Placebo- oder Mitmachpolitik – Entscheiden Bürger oder Investoren bei der Entwicklung von Gemeinden?

von Sascha Salmen

Wir haben das Gmunder Handbuch zur zukünftigen Entwicklung der Gemeinde im Bereich Tourismus, Einkaufen, Umwelt, Verkehr und Städtebau bereits in zwei Artikeln vorgestellt. Die Einbeziehung der Bürger, die komplette Vorgehensweise über einen Zeitraum von knapp einem Jahr, die Präsentation und offene Kommunikation – alles vorbildlich.

Das wichtigste dabei ist die gemeinsame Entwicklung eines klaren Ortsbildes. Im Handbuch wird das Vision + Strategien genannt und beschreibt beispielsweise die folgenden Punkte:

– Beruhigung des Verkehrs
– der Bahnhof soll neu geordnet und in den Ortskern integriert werden
– eine lebendige Ortsmitte soll entstehen
– Gmund regeneriert und schafft die Energiewende
– ein vielseitiges Übernachtungsangebot ist wichtig
– Gmund entwickelt seine “Gatefunktion” zum Tegernseer Tal weiter

Aber, so die Verantwortlichen, Visionen und Strategien sind nichts ohne einen klaren Plan.

Der Aktionsplan soll einerseits Kräfte mobilisieren, andererseits die Gemeinde aber nicht überfordern. Der Schwerpunkt liegt auf städtebaulichen Themen, da hier eine längere Vorlauf- und Planungszeit zu beachten ist, andererseits aber auch durch eine Realisierung eine hohe Hebelwirkung zur Attraktivitätssteigerung von Gmund zu erzielen ist. Die ausgewählten Projekte werden vielfach nicht in einem Jahr realisierbar sein. Wichtig ist jedoch, den Einstieg in die Umsetzung zu finden.

Der Schwerpunkt liegt somit bei den städtebaulichen Themen.

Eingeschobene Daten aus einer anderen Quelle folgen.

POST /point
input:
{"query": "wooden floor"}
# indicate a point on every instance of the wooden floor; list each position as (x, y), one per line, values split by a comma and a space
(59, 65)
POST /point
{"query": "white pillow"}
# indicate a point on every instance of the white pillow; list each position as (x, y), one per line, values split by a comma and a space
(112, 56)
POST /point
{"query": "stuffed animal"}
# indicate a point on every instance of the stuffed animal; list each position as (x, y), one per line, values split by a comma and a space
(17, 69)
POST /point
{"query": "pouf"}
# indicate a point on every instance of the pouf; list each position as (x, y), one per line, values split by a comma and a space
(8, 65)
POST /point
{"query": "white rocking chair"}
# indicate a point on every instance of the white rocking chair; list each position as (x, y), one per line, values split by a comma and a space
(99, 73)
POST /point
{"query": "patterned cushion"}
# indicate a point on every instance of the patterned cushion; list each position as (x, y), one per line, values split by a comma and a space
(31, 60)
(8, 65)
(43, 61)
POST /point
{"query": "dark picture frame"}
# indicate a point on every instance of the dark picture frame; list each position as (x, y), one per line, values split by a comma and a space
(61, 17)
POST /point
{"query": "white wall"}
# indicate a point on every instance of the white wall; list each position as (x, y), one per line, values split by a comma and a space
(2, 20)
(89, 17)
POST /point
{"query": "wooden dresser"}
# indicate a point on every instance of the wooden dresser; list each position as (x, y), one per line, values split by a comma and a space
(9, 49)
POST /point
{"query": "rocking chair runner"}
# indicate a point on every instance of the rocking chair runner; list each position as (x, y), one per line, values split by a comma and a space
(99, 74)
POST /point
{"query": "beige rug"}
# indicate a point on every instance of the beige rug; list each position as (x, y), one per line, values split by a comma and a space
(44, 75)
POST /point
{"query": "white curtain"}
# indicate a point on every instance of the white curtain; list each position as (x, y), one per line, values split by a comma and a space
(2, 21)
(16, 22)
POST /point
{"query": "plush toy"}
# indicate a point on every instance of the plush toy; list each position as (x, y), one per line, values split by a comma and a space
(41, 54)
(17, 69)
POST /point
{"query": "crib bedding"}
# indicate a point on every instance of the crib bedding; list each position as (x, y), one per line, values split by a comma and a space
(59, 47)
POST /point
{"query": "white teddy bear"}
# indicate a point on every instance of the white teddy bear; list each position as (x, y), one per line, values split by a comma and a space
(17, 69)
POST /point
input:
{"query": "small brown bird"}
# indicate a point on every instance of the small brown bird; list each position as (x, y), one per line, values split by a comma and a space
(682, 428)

Dazu gehören neben dem Problemkind Ludwig-Erhard-Platz mit der Hauptursache Parkplatzmangel auch und vor allem die beiden offensichtlichsten “Problem-Bereiche” Maximilian und Gut Kaltenbrunn. Und bei den beiden Namen wird schnell klar in wieweit ein Handbuch sowie die von Bürgern mitgestalteten Maßnahmenkataloge in Ihrer Umsetzbarkeit eingeschränkt sind.

Kaltenbrunn oder Maximilian – der Einfluss ist begrenzt

Ein “Ökologisches 4-Sterne Hotel” im Gut Kaltenbrunn hört sich erstmal gut an. Der Bedarf für größere Hotels im Tegernseer Tal ist ja laut Aussage aus dem Maßnahmenkatalog da. 150-200 Gästebetten können es also schon werden.
Reaktion des Eigentümers auf die konkrete Maßnahme:

Mit uns hat niemand gesprochen. Wie wir das Gut nutzen möchten, steht nicht fest. Die grundsätzlichen Probleme mit Denkmalschutz und Anwohnern (Anmerkung: Schutzgemeinschaft Tegernseer Tal) bestehen weiterhin.

so zumindest die Sprecherin Antonia Asenstorfer auf Nachfrage des Merkurs.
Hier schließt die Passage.